Information provided by (Responsible Party):
Jo Chien, University of California, San Francisco

Brief Summary:
This is a study to evaluate the toxicity profile of neratinib in combination with trastuzumab in patients with early stage breast cancer with the use of anti-diarrheal prophylaxis. The anti-diarrheal medications being tested in this trial are loperamide and crofelemer. Crofelemer is an anti-diarrheal, enteric-coated drug product for oral administration. It is the only botanical drug currently approved by the FDA for oral administration and is approved for the treatment of diarrhea associated with HAART. Crofelemer has a novel mechanism of action, acting directly and simultaneously on 2 distinct intestinal luminal chloride channels. It is an inhibitor of both the cyclic adenosine monophosphate (cAMP)-stimulated cystic fibrosis transmembrane conductance regulator (CFTR) chloride ion (Cl-) channel found on the apical membranes, and the calcium-activated Cl- channels (CaCC) at the luminal membrane of enterocytes. The CFTR Cl-channel and CaCC regulate Cl and fluid secretion by intestinal epithelial cells. Crofelemer acts by blocking Cl- secretion and accompanying high volume water loss in diarrhea, normalizing the flow of Cl- and water in the GI tract.

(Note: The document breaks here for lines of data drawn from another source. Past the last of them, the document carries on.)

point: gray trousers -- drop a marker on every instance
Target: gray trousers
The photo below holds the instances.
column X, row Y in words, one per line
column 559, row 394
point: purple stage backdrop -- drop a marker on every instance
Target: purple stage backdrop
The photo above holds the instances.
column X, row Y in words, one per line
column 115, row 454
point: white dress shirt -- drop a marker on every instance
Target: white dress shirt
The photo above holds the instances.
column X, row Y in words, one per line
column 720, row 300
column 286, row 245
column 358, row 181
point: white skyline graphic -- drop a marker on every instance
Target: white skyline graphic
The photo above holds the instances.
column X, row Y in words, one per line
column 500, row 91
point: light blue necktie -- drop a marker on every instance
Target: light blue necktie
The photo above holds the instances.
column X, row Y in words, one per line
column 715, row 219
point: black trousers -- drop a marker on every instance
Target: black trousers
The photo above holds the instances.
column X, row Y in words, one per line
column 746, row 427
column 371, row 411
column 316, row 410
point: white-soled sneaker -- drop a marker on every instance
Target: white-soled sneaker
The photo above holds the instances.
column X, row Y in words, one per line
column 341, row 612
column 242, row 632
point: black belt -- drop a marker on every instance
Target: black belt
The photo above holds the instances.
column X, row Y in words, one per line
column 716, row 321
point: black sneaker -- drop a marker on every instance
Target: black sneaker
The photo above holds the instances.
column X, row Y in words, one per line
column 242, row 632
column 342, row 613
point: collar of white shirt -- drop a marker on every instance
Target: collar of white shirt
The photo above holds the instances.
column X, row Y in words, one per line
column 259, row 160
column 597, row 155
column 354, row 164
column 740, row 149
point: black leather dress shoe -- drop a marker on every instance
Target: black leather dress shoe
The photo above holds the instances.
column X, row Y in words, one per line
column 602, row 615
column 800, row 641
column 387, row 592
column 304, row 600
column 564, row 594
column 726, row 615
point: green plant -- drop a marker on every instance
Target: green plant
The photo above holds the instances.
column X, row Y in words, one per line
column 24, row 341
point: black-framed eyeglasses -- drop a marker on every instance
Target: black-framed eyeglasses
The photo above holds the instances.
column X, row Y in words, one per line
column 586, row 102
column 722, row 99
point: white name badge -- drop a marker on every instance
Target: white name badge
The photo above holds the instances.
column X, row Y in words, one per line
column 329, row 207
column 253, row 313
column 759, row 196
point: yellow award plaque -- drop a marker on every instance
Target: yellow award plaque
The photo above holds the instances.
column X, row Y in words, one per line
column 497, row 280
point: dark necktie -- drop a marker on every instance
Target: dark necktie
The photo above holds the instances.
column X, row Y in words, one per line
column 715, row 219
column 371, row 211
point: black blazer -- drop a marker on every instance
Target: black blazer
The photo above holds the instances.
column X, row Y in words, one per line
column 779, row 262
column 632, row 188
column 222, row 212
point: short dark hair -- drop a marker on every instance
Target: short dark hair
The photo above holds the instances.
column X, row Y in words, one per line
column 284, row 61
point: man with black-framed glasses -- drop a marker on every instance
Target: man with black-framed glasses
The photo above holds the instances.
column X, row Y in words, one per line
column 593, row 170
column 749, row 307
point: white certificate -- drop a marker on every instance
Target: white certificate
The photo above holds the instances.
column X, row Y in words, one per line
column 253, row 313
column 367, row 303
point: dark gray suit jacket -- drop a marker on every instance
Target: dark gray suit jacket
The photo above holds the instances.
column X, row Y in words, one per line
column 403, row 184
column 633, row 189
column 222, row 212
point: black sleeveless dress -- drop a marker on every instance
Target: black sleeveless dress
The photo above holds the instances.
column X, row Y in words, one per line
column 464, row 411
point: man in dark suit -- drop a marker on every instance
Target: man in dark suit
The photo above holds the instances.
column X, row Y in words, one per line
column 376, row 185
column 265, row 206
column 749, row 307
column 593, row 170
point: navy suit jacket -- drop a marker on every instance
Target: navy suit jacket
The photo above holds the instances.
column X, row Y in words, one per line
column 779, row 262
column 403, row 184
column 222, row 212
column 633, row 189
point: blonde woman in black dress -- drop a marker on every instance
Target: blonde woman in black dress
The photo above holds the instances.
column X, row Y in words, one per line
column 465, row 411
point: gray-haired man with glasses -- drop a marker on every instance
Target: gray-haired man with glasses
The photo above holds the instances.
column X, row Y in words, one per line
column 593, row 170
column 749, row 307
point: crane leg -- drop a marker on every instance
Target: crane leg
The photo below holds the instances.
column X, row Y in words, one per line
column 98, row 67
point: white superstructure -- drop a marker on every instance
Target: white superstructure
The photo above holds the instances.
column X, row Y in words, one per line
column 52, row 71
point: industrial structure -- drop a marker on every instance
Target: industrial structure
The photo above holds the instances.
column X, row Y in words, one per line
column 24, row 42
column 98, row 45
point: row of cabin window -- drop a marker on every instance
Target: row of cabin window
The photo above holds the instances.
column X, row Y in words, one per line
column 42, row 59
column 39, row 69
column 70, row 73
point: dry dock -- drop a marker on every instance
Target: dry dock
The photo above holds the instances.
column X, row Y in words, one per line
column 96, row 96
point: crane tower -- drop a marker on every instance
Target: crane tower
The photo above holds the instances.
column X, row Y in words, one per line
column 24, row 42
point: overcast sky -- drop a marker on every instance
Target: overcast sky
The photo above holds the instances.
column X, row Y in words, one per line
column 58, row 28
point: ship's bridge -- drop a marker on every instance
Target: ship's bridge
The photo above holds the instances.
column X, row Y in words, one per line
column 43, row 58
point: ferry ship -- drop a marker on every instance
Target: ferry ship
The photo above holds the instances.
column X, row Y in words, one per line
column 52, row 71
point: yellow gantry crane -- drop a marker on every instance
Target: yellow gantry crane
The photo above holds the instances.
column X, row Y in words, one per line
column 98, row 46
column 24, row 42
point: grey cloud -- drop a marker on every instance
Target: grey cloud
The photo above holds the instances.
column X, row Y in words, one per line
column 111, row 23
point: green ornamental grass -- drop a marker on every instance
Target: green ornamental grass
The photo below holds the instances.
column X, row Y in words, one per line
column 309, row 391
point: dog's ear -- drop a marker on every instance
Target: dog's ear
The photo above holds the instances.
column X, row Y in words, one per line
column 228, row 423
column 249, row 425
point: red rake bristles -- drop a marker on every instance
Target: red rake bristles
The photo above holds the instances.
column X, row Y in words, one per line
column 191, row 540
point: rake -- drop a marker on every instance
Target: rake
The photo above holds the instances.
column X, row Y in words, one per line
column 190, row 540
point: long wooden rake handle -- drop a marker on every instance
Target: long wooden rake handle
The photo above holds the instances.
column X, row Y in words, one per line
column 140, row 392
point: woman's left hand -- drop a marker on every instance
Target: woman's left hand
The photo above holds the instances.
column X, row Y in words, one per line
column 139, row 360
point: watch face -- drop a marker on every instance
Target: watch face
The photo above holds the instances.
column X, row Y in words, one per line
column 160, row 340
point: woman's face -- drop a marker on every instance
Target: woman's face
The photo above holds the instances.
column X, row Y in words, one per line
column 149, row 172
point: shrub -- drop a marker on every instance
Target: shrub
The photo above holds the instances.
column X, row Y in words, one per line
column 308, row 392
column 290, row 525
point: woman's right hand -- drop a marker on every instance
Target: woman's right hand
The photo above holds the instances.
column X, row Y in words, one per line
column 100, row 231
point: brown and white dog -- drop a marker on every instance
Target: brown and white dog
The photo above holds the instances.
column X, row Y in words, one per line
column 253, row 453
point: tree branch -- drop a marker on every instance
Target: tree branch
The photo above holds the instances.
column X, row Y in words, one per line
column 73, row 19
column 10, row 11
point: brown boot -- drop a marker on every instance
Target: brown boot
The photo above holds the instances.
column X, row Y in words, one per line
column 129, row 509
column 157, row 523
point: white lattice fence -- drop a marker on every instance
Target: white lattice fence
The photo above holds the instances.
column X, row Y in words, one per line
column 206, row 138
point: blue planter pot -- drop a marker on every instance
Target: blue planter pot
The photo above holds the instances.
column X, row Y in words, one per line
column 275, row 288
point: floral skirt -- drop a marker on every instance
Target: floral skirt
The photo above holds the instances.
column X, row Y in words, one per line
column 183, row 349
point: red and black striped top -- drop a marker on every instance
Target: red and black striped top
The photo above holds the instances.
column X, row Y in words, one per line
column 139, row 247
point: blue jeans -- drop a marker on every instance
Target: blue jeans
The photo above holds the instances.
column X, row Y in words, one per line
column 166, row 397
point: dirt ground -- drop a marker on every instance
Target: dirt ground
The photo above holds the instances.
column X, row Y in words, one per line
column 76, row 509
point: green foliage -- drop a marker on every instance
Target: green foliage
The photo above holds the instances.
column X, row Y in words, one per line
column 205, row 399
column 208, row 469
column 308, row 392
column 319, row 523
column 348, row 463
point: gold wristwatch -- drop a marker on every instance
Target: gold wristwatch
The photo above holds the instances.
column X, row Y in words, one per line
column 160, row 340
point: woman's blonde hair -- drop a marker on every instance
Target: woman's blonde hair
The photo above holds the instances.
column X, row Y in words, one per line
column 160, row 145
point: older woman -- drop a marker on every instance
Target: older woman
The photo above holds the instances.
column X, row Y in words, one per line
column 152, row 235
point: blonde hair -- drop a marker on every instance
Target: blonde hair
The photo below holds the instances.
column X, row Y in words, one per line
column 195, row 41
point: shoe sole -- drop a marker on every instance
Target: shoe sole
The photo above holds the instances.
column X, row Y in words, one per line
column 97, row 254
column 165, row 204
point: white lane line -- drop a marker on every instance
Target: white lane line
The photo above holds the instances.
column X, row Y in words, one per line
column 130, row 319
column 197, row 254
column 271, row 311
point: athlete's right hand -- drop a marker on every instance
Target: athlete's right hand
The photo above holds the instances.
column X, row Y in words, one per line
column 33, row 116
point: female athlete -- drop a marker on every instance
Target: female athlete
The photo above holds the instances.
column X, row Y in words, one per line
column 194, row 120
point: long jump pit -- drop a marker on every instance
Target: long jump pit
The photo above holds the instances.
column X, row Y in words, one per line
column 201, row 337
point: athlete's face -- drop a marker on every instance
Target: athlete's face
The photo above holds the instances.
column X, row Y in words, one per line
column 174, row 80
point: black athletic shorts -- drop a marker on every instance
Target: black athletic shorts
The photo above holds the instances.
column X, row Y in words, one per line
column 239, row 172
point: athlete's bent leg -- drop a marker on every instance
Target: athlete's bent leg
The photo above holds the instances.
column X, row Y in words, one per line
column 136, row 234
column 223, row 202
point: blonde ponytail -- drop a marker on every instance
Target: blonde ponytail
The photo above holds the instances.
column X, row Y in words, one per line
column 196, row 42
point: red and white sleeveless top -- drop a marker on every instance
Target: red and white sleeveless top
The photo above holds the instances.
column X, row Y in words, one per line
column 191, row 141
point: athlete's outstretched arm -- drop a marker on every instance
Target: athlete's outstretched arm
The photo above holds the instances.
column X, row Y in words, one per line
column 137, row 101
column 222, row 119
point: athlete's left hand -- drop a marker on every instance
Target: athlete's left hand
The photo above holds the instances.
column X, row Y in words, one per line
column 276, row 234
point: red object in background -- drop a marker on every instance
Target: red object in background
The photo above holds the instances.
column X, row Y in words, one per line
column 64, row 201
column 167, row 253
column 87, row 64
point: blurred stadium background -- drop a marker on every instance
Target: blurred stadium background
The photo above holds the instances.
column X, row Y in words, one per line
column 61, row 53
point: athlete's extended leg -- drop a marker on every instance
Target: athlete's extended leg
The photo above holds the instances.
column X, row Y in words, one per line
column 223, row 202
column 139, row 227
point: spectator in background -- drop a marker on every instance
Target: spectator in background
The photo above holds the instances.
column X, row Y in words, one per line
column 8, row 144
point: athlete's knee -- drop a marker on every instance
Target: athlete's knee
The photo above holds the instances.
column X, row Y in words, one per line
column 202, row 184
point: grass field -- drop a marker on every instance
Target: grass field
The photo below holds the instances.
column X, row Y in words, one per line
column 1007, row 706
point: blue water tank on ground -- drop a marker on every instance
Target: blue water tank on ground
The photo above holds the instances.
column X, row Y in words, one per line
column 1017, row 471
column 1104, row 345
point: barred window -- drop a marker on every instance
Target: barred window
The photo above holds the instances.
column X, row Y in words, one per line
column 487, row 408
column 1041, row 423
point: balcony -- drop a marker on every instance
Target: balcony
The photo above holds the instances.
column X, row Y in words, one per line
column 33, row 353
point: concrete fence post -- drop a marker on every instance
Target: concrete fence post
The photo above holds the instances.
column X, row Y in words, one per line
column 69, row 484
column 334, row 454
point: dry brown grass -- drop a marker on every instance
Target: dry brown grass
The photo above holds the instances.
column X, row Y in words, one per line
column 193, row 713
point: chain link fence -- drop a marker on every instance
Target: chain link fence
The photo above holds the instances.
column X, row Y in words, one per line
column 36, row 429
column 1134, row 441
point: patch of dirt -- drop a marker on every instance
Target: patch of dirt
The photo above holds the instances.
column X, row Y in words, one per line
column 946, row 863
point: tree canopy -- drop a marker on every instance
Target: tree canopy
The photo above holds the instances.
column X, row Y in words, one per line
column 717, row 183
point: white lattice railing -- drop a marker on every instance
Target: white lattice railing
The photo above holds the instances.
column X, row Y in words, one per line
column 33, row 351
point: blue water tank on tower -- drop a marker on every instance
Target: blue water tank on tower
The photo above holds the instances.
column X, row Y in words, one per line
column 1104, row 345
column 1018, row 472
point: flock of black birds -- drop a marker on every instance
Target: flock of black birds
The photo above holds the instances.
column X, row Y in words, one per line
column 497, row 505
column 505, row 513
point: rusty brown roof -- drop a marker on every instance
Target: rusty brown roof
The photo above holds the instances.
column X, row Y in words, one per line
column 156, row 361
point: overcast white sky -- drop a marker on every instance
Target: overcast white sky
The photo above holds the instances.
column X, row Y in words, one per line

Condition or disease Intervention/treatment Phase
HER2-positive Breast Cancer Drug: Neratinib Drug: Trastuzumab Drug: Crofelemer Drug: Loperamide Phase 2

Detailed Description:

This is an open-label adjuvant/post neoadjuvant single arm phase 2 trial.

Patients will receive:

Neratinib 240 mg orally once a day for up to 52 weeks while receiving concurrent trastuzumab. After the completion of trastuzumab maintenance therapy (determined by treating physician), neratinib will continue as monotherapy for 12 months. Neratinib is to be taken continuously in 21-day cycles with no rest between cycles unless related to toxicity.

Intensive daily loperamide prophylaxis for the first 2 cycles and then as needed.

Crofelemer 125 mg bid for the first two cycles then as needed.

Each cycle is 21 days. Clinic visits and laboratory studies are planned on day 1 of every cycle for the first 4 cycles, then q4 cycles thereafter. An end of treatment visit will occur 28 days after the last dose of neratinib. Patients who permanently discontinue treatment due to unacceptable toxicity will be followed-up for 28 days after the last dose of neratinib.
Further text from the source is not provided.